# I HATE this lion cut!!!! :(



## Cat_Valet

I have my cat shaved last weekend, I don't know what's with the lion cut, but this grooming place..... God I will NEVER go there again!


















They pretty much only shaved half of his fur, left the 2 front legs and above the way it was. Now he looks so funny.


----------



## vanillasugar

looks like they only did HALF a lion cut!


----------



## Cat_Valet

EXACTLY!! 
Never go there again :x


----------



## Nero the Sable

He is funny looking! Then again - all Persians do! :lol: I think they would have shaved the rest of his chest off if it was a true lion cut.
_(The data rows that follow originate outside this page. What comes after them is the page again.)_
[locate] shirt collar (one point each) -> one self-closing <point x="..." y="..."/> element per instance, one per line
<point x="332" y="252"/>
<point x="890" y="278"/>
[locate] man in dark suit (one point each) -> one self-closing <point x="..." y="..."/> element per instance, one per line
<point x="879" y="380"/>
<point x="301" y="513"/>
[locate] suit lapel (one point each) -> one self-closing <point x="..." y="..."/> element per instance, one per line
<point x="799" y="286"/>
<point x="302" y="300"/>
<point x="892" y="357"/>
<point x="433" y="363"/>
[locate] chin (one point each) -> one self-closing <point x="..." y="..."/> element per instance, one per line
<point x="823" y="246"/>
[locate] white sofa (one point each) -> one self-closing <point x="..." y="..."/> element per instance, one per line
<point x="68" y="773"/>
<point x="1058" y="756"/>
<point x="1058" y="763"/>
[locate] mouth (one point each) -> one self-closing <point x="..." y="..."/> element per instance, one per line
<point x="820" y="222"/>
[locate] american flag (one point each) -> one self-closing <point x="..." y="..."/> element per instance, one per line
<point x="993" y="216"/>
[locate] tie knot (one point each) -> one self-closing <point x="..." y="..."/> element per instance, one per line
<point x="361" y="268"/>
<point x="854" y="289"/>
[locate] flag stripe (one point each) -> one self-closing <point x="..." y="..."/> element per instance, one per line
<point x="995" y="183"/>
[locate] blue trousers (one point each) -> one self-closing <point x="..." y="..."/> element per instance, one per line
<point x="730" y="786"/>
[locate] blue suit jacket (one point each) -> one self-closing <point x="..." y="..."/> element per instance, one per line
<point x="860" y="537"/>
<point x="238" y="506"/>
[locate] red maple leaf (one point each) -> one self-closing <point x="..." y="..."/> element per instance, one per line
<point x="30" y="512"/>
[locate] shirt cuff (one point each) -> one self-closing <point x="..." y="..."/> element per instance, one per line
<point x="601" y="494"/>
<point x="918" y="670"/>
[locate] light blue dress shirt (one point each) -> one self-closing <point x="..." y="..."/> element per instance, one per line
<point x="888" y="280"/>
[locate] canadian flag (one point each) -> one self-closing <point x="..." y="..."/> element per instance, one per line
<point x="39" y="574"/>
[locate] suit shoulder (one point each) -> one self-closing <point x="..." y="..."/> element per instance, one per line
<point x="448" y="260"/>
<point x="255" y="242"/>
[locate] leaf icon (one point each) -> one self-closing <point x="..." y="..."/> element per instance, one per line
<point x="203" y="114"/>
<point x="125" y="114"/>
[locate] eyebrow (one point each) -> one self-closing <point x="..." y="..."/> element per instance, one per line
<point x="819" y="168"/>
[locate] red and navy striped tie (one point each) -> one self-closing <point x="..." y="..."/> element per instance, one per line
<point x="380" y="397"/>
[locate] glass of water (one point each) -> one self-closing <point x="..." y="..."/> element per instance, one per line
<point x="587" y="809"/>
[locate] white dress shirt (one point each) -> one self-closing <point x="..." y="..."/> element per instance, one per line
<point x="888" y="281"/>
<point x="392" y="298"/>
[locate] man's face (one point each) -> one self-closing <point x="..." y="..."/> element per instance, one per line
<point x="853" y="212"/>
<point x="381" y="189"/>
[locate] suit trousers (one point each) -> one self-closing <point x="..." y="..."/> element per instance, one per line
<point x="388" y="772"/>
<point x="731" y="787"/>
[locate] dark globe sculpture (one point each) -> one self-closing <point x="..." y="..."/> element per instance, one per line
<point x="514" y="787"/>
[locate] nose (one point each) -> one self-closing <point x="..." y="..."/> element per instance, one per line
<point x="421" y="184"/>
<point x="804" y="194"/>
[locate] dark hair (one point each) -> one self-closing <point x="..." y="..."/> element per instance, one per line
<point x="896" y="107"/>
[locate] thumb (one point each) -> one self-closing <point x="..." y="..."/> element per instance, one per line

But - for his body shape - I think it actually suits him more - he is so cute!


----------



## kitkat

Awwww poor baby :!: 

Soon I'll be getting Twinkie shaved again, hopefully it'll look as good as the last time.


----------



## RarePuss

yeah, i agree with others, only 1/2 a lion cut - they should have shaved front legs and did a 'heart' mane on the chest


----------



## DesnBaby

It still looks cute! :lol:


----------



## Cat_Valet

Thank you, DesnBaby I was going to take him back, and then I was thinking, maybe this is the only time he being funny looking, so I'll keep his new look


----------